RQ1: What are the descriptive latent topics captured within the high- and low-level captions in the Clarity dataset?

RQ2: How natural (i.e., predictable) are the high- and low-level captions in the Clarity dataset?

Results of Clarity Dataset Topic Modeling (RQ1)

Table 6: LDA Topics Learned Over High Level Captions

Assigned Label Top Seven Words
Sign Up Page applic screen display sign page use show
App Terms screen user provid app inform allow term
Color Options screen show app option color book differ
Video Game Home screen page show app video game home
Login or Create Account user screen allow account log creat app
Enter Email and Password user screen enter password email allow address
Choose App Language user screen allow choos access app languag
Select Image from List user screen allow select view list imag
Map Search by Location screen locat search map user show find
Facebook Login Screen page screen app show login websit facebook

Table 7: LDA Topics learned over Low-Level Captions

Assigned Label Top Seven Words
app logo screen app text center bottom indic logo
page button page button top center bottom side left
game start user click button game bottom view start
select date avail date select one option theme present
wallpaper options set screen show option wallpap ad chang
top left back button button user screen left top corner back
camera button video imag photo pictur screen bottom camera
popup cancel button button popup cancel bottom screen right box
name field first second row third last name question
privacy policy banner titl just term blue banner privaci polici

Click here to view all topic modeling results

We present selected results of some of the most representative topics in Tables 6 & 7, complete with descriptive labels that we provide for readability, whereas all results can be downloaded by clicking the button above. These topics help to provide a descriptive illustration of some of the latent patterns that exist in both the high and low level Clarity captions. The high-level captions illustrate several screen level topics, including searching on a map and adjusting app settings. The low-level captions conversely capture topics that describe component-level functionality, such as date selectors, camera buttons, and back buttons. These results indicate the existence of logical topics specific to the domain of GUIs in our collected captions.

Results of n-gram Language Modeling on the CLARITY Dataset (RQ2)

Fig 4: N-gram Cross Entropy for High- and Low-Level Clarity datasets compared with other English and software-related corpora

The results of our naturalness analysis are illustrated in Figure 4. This figure shows the average cross entropy of the high- and low- level captions from the Clarity dataset compared to several other corpora as calculated by Rahman. More specifically, the graph depicts the average ten-fold cross entropy for: (i) The Gutenberg corpus containing over 3k English books written by over a hundred different authors, (ii) Java code from over 134 open source projects on GitHub, (iii) Java without Syntax Tokens (i.e., separators, keywords, and operators), and (iv) a Stack Overflow corpus consisting of only the English descriptions from over 200k posts.

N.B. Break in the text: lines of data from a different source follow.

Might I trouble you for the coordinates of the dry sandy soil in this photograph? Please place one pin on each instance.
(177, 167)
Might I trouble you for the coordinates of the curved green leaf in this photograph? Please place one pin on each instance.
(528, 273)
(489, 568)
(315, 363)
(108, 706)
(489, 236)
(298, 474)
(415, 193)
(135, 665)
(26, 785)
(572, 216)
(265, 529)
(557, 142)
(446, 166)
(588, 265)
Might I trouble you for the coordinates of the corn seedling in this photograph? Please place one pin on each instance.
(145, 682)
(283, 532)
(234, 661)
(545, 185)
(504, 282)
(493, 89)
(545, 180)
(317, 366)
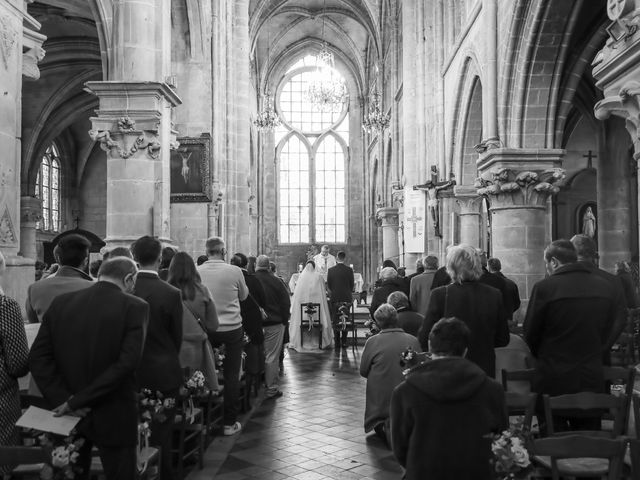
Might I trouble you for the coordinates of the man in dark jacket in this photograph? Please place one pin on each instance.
(511, 289)
(588, 257)
(568, 324)
(340, 284)
(443, 412)
(160, 369)
(84, 361)
(277, 306)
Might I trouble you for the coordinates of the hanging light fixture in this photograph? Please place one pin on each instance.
(267, 119)
(327, 90)
(375, 120)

As described earlier, the lower the cross-entropy is for a particular dataset, the more natural it is. That is, the corpora that exhibit lower cross entropy tend to exhibit stronger latent patterns that can be effectively modeled and predicted. As we see from Fig. 4, the Clarity high and low level captions are more natural than every dataset excluding raw Java code. This signals that our collected captions exhibit strong semantic patterns that can be effectively modeled for prediction. Additionally, we observe that the cross-entropy for the high and low-level captions are surprisingly similar. Intuitively, one might expect that the low-level Clarity captions would exhibit more prevalent patterns due to the repetitive use cases of certain GUI-components such as menu buttons. However, we see only minor differences between the two corpora. This indicates the proclivity of both datasets to exhibit patterns that can be appropriately modeled.

Empirical Study

We aim to learn whether state-of-the-art DL models can appropriately predict a natural language description of functionality given both pixel-based and metadata-based GUI information. Thus, we perform a comprehensive empirical evaluation with two main goals: (i) intrinsically evaluate the predictive power of the models according to well accepted machine translation effectiveness metrics, and (ii) extrinsically evaluate the models by examining and rating the quality of the predicated functional NL descriptions. The quality focus of this evaluation is our studied models' ability to effectively predict accurate, concise, and complete functional descriptions. To aid in achieving the goals of our study, we define the following RQs:

RQ3: How accurate are our studied model’s predicted natural language descriptions?

RQ4: How effective, complete, and understandable are our model’s predicted NL descriptions from the viewpoint of evaluators?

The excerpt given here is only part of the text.